Il presupposto necessario per il buon funzionamento della riforma è, dunque, la leale collaborazione tra Stato e regioni: «E invece, troppo spesso, prevalgono gli egoismi partitici, come si può riscontrare nei rapporti tra lo Stato e le regioni, specie ove i governi di queste ultime siano espressione di maggioranze di colore diverso da quelle che sostengono il governo nazionale». Il presidente della Repubblica Sergio Mattarella lo ha detto molto chiaramente lo scorso agosto ricevendo al Quirinale i presidenti delle regioni, in occasione dei 50 anni dalla nascita di quelle a statuto ordinario: «La leale collaborazione è il caposaldo della loro autonomia». E ancora: «È importante che la soggettività politica delle Regioni si sviluppi non in contrapposizione con l’indirizzo politico statale ma in chiave di confronto e di cooperazione».

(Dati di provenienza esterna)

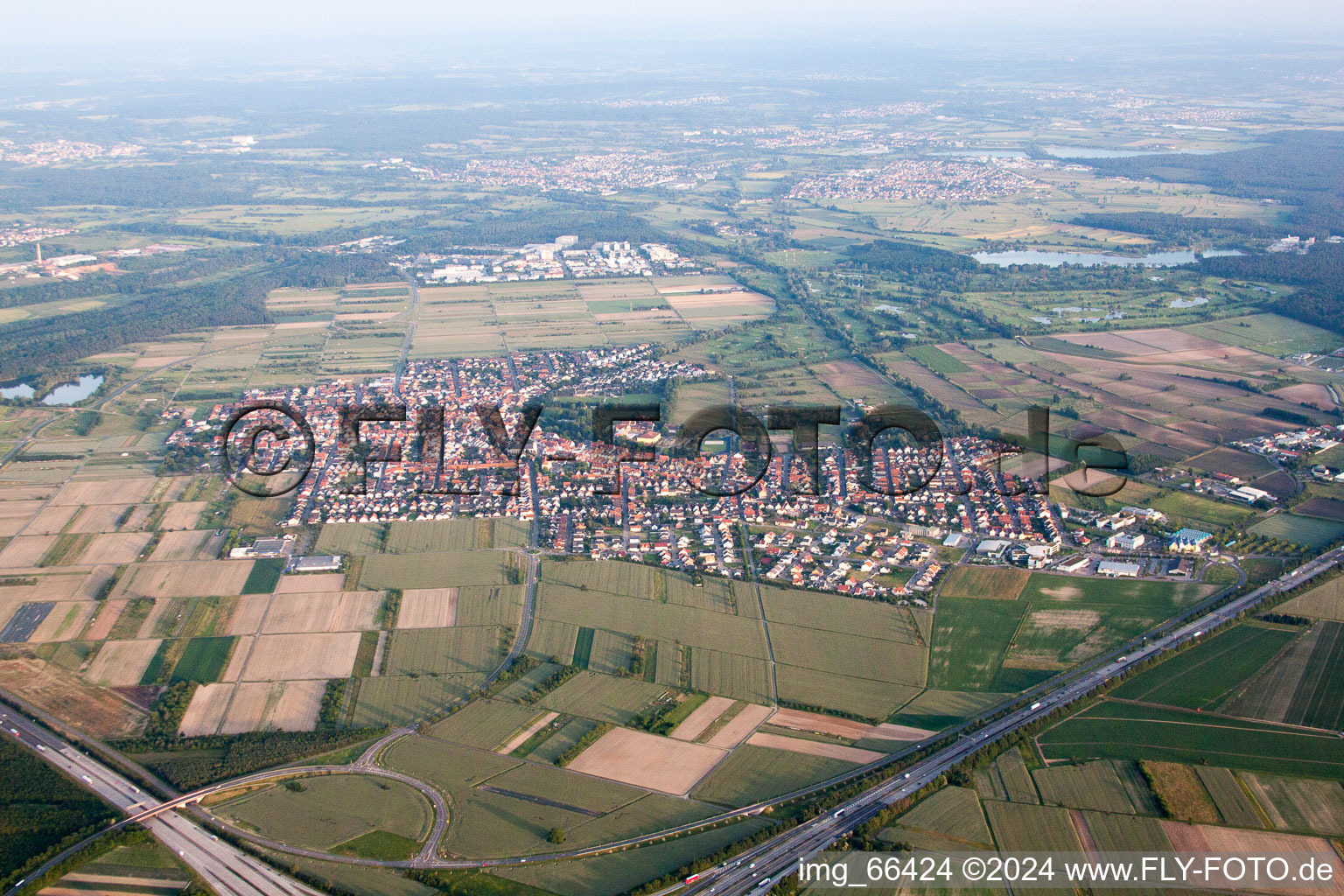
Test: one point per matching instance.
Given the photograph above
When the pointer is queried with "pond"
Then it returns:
(77, 391)
(63, 394)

Per Ruotolo, però, questo non è mai pienamente avvenuto, nemmeno nella prima fase della storia della nostra Repubblica, «anche perché non si è mai realizzata una reale emancipazione delle regioni dal sistema dei partiti nazionali». Il problema politico, dice, «non è certo risolvibile, come invece qualcuno suggerisce, attraverso l’introduzione di una clausola di supremazia che consenta allo Stato di intervenire per rispondere alle esigenze unitarie. Mi pare che il sistema contempli già diversi strumenti affinché ciò possa legittimamente accadere. E poi temo che l’introduzione di una clausola espressa di supremazia sarebbe l’occasione per una nuova riforma del Titolo V. Con una ridefinizione degli elenchi, con un nuovo contenzioso per la loro interpretazione».

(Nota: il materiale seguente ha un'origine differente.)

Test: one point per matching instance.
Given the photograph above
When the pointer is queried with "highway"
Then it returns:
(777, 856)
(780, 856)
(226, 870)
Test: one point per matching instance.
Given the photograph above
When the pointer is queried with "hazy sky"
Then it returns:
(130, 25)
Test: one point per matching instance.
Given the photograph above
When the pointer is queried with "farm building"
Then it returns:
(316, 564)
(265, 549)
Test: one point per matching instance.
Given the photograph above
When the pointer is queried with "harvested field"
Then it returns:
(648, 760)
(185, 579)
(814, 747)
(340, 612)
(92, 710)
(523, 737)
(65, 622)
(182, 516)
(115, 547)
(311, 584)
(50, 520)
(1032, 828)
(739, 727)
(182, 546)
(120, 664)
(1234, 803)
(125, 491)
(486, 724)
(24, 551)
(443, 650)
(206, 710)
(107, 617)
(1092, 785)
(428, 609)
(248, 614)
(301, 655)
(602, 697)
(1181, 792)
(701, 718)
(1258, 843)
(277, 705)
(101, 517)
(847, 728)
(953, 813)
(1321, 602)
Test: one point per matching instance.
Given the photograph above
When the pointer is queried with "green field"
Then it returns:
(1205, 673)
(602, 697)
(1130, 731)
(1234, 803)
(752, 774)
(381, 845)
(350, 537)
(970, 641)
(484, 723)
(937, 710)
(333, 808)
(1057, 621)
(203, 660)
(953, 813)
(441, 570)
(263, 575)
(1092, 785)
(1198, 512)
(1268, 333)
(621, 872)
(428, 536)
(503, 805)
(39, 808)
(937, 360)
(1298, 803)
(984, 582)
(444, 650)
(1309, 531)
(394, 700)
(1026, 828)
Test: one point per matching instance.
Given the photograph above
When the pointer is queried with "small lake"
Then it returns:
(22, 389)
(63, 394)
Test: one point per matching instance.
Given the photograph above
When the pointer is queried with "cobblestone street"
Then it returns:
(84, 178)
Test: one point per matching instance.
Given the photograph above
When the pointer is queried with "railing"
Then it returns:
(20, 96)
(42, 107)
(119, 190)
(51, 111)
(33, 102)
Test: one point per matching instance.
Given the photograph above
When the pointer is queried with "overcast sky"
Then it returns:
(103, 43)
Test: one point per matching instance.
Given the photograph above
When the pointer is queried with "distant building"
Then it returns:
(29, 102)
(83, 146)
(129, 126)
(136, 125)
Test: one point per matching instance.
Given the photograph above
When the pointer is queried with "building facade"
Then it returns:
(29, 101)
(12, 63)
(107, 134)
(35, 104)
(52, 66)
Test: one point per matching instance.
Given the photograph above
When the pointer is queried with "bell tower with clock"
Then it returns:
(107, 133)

Ogni energia, conclude Ruotolo, «dovrebbe piuttosto essere spesa per alimentare il confronto cooperativo tra lo Stato e le regioni, semmai tornando a riflettere in futuro sull’opportunità di istituire una vera Camera delle Regioni, realmente idonea a rappresentare gli interessi territoriali, luogo di mediazione che consenta di contemperare le diverse esigenze».